Corporate Governance and Labour Unions
Corporate Governance and Labour Unions
1 Dec 2025
The Corporate Governance Code (CGC) sets out the principles and guidelines that listed companies should refer to in implementing corporate governance. In Japan, it was formulated and published by the Financial Services Agency and the Tokyo Stock Exchange in March 2015, and applied to all listed companies in June of the same year.
At the Exchange of Views between Government, Labour and Management held on November 25, RENGO President Tomoko Yoshino offered the following view on the CGC, now in its tenth year: “Corporate governance that places excessive emphasis on shareholders must be reconsidered. Management resources have not been sufficiently allocated toward investment in people, resulting in Japan’s wage levels stagnating internationally. The CGC should be revised to promote investment in people, research and development, and capital investment, while enhancing disclosure related to human capital investment, in order to raise corporate value over the medium to long term.”
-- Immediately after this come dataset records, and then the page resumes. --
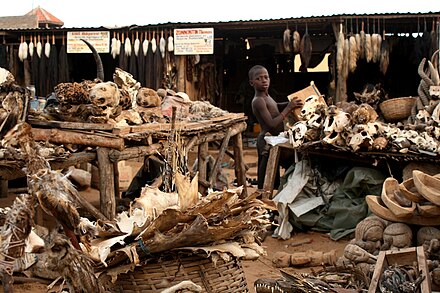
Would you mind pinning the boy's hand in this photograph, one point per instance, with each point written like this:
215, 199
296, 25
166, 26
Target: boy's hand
295, 103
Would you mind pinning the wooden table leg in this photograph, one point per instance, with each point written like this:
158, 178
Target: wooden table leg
240, 168
3, 188
202, 154
106, 184
218, 161
271, 169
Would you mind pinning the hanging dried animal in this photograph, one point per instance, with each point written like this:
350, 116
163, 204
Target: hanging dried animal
286, 40
127, 46
145, 45
153, 43
340, 51
162, 45
136, 44
368, 48
305, 51
47, 48
384, 56
114, 46
170, 43
363, 42
31, 47
353, 54
296, 42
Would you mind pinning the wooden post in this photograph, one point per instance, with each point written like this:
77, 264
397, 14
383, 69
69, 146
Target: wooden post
271, 169
240, 168
221, 154
106, 183
201, 160
3, 188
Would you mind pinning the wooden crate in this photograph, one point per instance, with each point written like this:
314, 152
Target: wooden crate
404, 256
304, 94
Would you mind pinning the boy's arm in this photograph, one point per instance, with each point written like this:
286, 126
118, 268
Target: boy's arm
265, 119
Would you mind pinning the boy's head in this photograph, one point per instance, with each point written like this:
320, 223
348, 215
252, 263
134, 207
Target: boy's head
254, 70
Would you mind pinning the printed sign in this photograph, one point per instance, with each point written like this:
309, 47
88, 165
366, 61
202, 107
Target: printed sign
99, 39
193, 41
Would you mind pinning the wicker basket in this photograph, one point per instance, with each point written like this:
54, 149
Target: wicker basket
161, 273
397, 109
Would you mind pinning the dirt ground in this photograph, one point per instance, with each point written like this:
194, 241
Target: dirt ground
261, 268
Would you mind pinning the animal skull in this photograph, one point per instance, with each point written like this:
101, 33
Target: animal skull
297, 133
105, 94
148, 98
310, 105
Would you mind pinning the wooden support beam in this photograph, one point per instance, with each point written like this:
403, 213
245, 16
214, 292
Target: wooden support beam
106, 183
3, 188
271, 169
240, 167
65, 137
135, 152
219, 159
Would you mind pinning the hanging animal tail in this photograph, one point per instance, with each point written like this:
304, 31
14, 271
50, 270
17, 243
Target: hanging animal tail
99, 66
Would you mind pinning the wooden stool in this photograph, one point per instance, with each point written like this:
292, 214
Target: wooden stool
271, 168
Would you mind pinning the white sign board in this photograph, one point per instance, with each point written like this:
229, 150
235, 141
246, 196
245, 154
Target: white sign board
99, 39
193, 41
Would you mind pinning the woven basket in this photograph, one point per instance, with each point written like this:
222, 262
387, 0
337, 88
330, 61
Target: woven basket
160, 273
397, 109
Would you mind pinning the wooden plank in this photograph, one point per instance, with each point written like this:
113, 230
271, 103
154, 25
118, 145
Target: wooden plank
240, 168
71, 125
219, 159
70, 137
106, 184
403, 256
271, 169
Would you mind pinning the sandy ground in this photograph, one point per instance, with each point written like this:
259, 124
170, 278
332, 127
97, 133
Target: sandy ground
261, 268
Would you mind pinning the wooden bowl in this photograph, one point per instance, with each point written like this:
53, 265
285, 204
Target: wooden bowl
409, 190
428, 186
389, 189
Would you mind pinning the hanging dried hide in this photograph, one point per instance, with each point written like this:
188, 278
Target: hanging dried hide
340, 52
286, 40
305, 52
353, 54
368, 48
384, 57
296, 42
362, 53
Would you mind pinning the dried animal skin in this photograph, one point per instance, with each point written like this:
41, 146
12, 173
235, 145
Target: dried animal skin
368, 48
39, 49
170, 44
384, 57
305, 52
136, 46
47, 49
114, 47
127, 46
286, 40
340, 52
434, 74
353, 54
153, 44
345, 64
296, 42
31, 48
162, 45
145, 47
363, 44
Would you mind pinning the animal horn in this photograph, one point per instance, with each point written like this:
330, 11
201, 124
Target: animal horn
99, 66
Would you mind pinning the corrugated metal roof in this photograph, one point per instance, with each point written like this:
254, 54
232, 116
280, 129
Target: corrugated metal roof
18, 22
45, 16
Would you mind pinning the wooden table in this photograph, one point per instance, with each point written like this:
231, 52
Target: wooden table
110, 145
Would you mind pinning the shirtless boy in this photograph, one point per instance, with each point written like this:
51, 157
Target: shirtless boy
269, 113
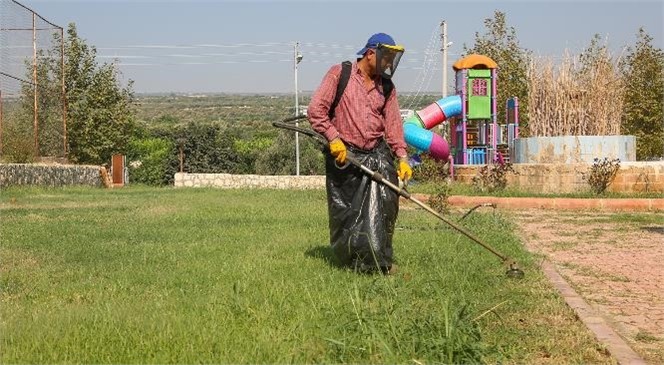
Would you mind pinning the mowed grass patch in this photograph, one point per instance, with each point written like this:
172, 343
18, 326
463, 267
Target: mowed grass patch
163, 275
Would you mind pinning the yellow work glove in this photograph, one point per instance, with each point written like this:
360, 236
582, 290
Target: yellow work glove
338, 150
404, 171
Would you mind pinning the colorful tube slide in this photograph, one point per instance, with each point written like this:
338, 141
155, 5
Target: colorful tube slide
417, 128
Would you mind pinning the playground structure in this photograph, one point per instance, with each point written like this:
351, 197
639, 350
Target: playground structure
475, 135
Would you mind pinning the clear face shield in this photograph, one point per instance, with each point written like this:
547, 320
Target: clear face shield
387, 59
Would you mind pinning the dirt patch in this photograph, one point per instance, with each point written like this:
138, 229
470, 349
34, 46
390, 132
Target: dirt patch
616, 263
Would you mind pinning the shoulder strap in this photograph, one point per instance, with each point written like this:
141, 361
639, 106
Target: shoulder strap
388, 86
346, 66
341, 86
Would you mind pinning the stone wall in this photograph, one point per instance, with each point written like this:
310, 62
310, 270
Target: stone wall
249, 181
546, 178
49, 175
568, 178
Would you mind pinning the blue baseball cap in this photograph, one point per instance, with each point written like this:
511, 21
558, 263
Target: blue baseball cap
374, 40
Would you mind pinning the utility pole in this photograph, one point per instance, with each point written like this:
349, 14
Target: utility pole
443, 30
297, 57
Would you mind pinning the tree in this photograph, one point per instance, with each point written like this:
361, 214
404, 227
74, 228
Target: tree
643, 115
100, 113
501, 44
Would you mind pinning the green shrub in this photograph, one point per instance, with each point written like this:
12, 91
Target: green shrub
601, 174
148, 160
18, 144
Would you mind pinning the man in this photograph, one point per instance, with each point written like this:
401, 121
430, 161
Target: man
365, 122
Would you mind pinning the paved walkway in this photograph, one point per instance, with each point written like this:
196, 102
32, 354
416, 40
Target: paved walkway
609, 270
562, 203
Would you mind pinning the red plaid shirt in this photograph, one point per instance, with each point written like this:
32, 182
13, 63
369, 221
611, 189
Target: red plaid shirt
360, 119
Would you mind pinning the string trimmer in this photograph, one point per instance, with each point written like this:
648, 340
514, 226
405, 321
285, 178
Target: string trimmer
513, 270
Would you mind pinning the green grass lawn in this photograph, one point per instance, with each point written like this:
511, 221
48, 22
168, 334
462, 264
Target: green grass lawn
164, 275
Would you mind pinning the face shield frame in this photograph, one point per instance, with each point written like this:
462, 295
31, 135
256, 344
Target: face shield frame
387, 59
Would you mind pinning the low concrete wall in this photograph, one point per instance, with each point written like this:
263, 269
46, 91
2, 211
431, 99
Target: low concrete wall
573, 149
49, 175
229, 181
568, 178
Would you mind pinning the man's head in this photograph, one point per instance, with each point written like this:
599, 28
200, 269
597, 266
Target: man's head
382, 54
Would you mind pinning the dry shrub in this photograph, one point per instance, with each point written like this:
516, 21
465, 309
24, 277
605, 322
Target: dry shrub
568, 99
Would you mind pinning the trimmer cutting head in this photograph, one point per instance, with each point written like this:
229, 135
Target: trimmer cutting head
514, 272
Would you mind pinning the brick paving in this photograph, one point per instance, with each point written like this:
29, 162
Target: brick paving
614, 266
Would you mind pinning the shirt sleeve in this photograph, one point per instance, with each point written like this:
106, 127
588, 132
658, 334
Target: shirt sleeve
393, 126
321, 101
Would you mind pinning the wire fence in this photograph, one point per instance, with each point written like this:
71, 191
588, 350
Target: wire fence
33, 115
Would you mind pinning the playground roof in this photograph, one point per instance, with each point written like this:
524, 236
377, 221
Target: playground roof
474, 61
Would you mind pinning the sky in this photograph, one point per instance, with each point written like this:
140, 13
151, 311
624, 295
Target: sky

Similarly, reflecting on the ten years since the introduction of the Corporate Governance Code, Ryutaro Kono, Chief Economist at BNP Paribas Securities, made the following observations in the November 28 edition of the Asahi Shimbun.
He noted that between 1998 and 2024, ordinary profits of Japanese companies grew by a factor of 5.4, stock prices rose, and dividends to shareholders increased ninefold. In contrast, domestic investment rose only 38%, domestic sales 22%, and personnel expenses a mere 12%. “This is the objective assessment,” he stated.
Today, corporate managers tend to view maximizing shareholder value as their primary responsibility, with employee wages failing to rise even when profits increase. Kono has argued that the proper direction is to establish governance that maximizes the collective interests of employees, suppliers, creditors, and local economies.
What is lacking, as Kono has stated, is an understanding that capital markets function in complementarity with broader social and economic institutions. Pressure to deliver short-term profits has driven management toward excessive cost-cutting, undermining the accumulation of human capital. Adopting American-style governance without regard to Japan’s institutional differences has produced serious inconsistencies. (Quotes above)
Corporate Governance Code: Fundamental Principles 1 and 2
Principle 1: Ensuring the Rights and Equal Treatment of Shareholders
Companies should take appropriate measures to fully secure shareholder rights and develop an environment in which shareholders can exercise their rights appropriately and effectively. In addition, companies should secure effective equal treatment of shareholders. Given their particular sensitivities, adequate consideration should be given to the issues and concerns of minority shareholders and foreign shareholders for the effective exercise of shareholder rights and effective equal treatment of shareholders.
Principle 2: Appropriate Collaboration with Stakeholders Other Than Shareholders
Companies should fully recognize that their sustainable growth and the creation of mid- to long-term corporate value are brought as a result of the provision of resources and contributions made by a range of stakeholders, including employees, customers, business partners, creditors and local communities. As such, companies should endeavor to appropriately cooperate with these stakeholders. The board and the management should exercise their leadership in establishing a corporate culture where the rights and positions of stakeholders are respected and sound business ethics are ensured.
Principle 2 echoes the Three Principles of Productivity agreed upon in 1955 between the Japan Productivity Center and nine ministries, underscoring its enduring importance. The question is whether this principle is genuinely being fulfilled in practice.
Ten years after the CGC’s introduction, it has become clear—both from the tripartite dialogue and expert analysis—that a shareholder-centric governance model has contributed to stagnation in human capital investment and wage growth in Japan. Going forward, labour unions must strengthen their role within corporate governance as the “representatives of human capital.”
First, to enhance the effectiveness of Principle 2, which emphasizes collaboration with stakeholders other than shareholders, labour unions should urge companies to disclose and improve indicators of investment in people—such as expenditure on training, use of retained earnings, and the wage distribution ratio—and monitor companies to ensure that investment priorities do not tilt excessively toward shareholder returns.
Second, labour unions should provide management with perspectives that position “long-term corporate value” in relation to wages, employment, and human resource development, thereby functioning as a corrective force against decisions driven solely by short-term profits. Given Japan’s low labour mobility compared with the United States, unions play an indispensable role in ensuring the accumulation of human capital within firms.
Third, unions should promote mechanisms that expose decision-making processes related to human capital to external scrutiny. In particular, strengthening dialogue with institutional investors operating under the Stewardship Code is essential for forming a shared understanding—not only with corporate managers but also with investors—that investment in human resources is the foundation of corporate value.
In these ways, labour unions should play a more strategic and proactive role in transforming the CGC from a framework focused primarily on shareholders into one that supports sustainable growth for society as a whole.